Kesalahan keempat adalah rendahya keterampilan diri dalam mengatur intonasi suara. Seharusnya intonasi suara yang saya gunakan bisa diatur agar siswa lebih memperhatikan apa yang disampaikan guru. Kalau intonasi suara hanya datar tanpa ekspresi tentu tidak menarik. Akhirnya siswa bosan. Konsep pengaturan intonasi kuncinya pada pelibatan emosi ketika menyampaikan sebuah materi.
Kesalahan yang terakhir adalah saya sudah terjebak pada kejengkelan ketika melihat peserta didik atau para pendamping berbicara sendiri. etelah dipikir-pikir, penyebab mereka berbicara sendiri diduga bersumber pada dua kemungkinan. Bagi pendamping peer teaching, ada kemungkinan bahwa Bapak Ibu pendamping ingin mengetes peserta PPG tentang bagaimana cara meningkatkan perhatian siswa. Peningkatan perhatian ini bila berhasil tentu menjadi bukti bahwa sudah menerapkan strategi pembelajaran yang baik. Kemungkinan kedua berbicara sendiri karena jenuh terlalu banyak media yang digunakan seperti yang sudah dijelaskan sebelumnya.

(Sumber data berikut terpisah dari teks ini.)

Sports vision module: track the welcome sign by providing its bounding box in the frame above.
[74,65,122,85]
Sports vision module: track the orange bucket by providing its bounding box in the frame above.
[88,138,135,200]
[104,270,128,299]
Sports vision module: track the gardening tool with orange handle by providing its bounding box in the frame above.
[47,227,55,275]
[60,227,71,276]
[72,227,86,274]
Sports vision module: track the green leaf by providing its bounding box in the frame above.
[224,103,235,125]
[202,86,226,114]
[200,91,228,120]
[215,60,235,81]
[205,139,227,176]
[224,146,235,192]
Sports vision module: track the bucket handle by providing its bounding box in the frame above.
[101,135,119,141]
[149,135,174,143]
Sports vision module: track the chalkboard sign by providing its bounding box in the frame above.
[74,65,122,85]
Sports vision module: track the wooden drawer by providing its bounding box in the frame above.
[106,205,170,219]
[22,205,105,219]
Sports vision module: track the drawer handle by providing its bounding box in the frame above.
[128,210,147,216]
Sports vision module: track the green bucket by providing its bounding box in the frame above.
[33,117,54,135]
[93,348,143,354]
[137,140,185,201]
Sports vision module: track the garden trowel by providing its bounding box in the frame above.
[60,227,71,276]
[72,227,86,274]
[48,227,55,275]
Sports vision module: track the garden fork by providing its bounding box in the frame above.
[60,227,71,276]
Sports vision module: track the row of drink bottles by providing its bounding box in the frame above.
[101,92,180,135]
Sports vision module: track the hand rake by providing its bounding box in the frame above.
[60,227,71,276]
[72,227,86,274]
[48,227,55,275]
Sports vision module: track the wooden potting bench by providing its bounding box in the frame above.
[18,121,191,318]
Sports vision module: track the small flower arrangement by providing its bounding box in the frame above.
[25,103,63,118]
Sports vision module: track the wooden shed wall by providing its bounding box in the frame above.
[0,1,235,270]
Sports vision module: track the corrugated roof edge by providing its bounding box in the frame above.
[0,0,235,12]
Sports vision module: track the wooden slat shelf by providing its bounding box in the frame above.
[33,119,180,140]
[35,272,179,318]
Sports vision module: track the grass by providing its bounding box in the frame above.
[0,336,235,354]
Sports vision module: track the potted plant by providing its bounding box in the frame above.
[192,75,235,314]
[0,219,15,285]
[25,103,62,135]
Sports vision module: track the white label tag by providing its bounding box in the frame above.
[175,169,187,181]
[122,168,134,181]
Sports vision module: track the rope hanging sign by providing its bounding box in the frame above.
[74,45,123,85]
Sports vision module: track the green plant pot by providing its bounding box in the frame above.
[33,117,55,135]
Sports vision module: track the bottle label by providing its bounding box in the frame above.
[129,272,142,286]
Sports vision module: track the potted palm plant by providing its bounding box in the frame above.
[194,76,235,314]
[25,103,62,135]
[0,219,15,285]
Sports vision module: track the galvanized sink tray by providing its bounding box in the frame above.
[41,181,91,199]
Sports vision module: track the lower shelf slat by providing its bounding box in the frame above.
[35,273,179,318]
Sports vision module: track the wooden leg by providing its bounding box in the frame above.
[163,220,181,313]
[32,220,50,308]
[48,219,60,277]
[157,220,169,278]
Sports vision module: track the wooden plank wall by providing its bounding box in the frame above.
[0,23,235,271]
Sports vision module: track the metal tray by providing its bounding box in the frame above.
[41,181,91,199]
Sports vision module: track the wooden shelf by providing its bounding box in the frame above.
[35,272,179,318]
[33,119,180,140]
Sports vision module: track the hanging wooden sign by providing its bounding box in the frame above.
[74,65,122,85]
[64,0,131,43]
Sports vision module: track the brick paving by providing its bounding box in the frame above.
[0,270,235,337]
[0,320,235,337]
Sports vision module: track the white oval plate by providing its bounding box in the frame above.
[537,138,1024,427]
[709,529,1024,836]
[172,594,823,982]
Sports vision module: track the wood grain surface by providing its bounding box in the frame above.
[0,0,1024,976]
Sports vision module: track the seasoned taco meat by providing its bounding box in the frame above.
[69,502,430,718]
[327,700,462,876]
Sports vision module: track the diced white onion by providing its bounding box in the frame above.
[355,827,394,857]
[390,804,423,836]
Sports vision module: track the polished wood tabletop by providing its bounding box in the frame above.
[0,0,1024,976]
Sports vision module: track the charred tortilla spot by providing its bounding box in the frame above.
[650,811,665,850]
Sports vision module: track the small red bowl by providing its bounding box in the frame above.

Pada akhirnya, saya menyarankan kepada para pembaca bila melakukan peer teaching ada beberapa hal yang harus diperhatikan. Pertama kali yang dilakukan adalah membuat PowerPoint yang runtut dan sistematis sesuai materi ajar. Kedua tidak terlalu banyak menggunakan media pembelajaran. Penggunaan yang terlalu banyak malah membuat pembelajaran menjadi tidak efektif dan efisien. Ketiga, mempersiapkan ice breaking sesuai dengan keadaan peserta didik. Yang keempat, membuat perangkat pembelajaran yang bisa dibagikan ke semua peserta peer teaching yang berperan sebagai siswa. Terakhir adalah membuat kesepakatan dengan peserta PPG yang berperan sebagai siswa agar memperhatikan guru yang sedang peer teaching.